Before he died he wrote a letter. It was just a few hours before he was going to be shot. He wrote it to four friends who were in the same prison. These four friends were murdered a few weeks later in the cellars of the Copenhagen Gestapo Headquarters, without any legal procedure whatsoever. Christian Hansen's last letter was written on a small piece of yellow toilet paper and smuggled along to those four friends. I will ask you, when I read it, to remind yourself of the fact that this young man was 23 years old. The letter is a testimonial of the degree to which the underground warfare will ripen the young people's personality. He writes like this: "My friends: This greeting will be the last you hear from me. I have been sentenced to death. In a few hours they will shoot me. When you are young and love life as I do, it is bard to say "Goodbye" to life, hard to say "Goodbye" to the girl you love, the dear ones at home and all the friends. It is hard but not at all meaningless. If a people shall live somebody must necessarily die."

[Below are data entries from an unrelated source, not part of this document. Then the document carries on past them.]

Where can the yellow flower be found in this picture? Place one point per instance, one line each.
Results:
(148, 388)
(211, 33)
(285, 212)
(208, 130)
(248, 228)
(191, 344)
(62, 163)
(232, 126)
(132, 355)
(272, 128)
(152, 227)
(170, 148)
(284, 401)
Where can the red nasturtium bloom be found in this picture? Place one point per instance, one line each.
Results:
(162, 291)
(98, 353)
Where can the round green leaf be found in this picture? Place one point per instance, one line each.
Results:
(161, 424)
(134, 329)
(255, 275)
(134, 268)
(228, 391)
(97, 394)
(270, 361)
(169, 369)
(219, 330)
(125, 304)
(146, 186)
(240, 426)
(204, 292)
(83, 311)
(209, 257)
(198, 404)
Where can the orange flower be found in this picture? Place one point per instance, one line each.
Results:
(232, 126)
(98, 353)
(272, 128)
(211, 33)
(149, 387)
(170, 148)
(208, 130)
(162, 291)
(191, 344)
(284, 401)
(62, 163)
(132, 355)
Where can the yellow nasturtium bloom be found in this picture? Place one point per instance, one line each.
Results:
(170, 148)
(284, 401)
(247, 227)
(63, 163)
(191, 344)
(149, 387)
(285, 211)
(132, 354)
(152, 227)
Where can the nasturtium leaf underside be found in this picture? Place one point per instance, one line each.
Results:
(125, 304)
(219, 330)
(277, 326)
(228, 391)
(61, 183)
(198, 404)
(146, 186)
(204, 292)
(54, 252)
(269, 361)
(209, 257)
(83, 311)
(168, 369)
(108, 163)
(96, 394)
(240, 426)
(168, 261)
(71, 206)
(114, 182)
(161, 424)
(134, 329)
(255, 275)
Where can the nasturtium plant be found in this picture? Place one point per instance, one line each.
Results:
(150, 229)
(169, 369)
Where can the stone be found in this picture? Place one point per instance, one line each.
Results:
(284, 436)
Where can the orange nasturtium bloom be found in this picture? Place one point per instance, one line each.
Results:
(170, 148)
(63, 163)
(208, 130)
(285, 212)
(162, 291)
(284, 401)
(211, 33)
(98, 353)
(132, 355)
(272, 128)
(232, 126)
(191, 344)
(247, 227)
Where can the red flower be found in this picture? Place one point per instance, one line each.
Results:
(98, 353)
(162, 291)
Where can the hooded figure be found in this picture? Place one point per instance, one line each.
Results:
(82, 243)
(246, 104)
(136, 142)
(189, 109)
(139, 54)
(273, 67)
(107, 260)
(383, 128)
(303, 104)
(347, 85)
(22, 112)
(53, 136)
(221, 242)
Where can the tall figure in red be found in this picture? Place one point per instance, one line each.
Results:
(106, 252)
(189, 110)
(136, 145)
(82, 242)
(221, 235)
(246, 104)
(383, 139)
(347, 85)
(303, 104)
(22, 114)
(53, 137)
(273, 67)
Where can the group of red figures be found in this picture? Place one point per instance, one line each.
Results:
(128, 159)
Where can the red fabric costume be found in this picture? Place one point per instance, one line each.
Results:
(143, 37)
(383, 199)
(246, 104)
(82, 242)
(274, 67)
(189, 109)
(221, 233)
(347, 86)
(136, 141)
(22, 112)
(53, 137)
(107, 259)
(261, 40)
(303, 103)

"Promise me that you will not mourn or grow bitter when you hear that I am dead. We are all of us soldiers at the front now. We have all of us chosen to fight here, staking our lives for all that we know is Freedom, Truth and Justice. As young Danes we can be proud that we fight and die for our people and for all that is dear and holy to us on earth."

"My last personal wish is that you will remember me in your gatherings and when you tell your children about Denmark."

"I thank you for the friendship and loyalty I met with you. I assure you I have been quiet all the time and Gestapo has not made me speak by using their special, methods.

"I do not feel inclined to ask you to forgive me that I have let you into the fight and thereby am guilty--of bringing you into prison. I only want to thank you for all you have meant to me. We have experienced the deep ties of friendship. Friends always become part of one another. Part of me will live with you and part of me will die with you."

"When they have shot me and if you get free, tell my dear people at home and my friends that this had to be so. Help my' father and mother, my sisters and brothers, to understand this. Farewell then, you brave boys. We have lived under our seven hundred year old flag with the white cross of peace in the red colour of the ensign of battle."

"Let faith, hope and love remain among you, and the greatest of the three is love. I have loved and lived--loved the growing, dawning life. I have loved people in whom I found the image of God. I have lived and will die in my faith in Him that said, "Fire have I come to spread upon the earth." In a few hours will I face fire. I am no longer. But let the firing squad fire. Let them flog and torture, let the darkness of Long Friday spread over our country. We shall fool them on Easter Sunday.

I shall see you again, dear friends. Goodbye and God bless you.--Christian."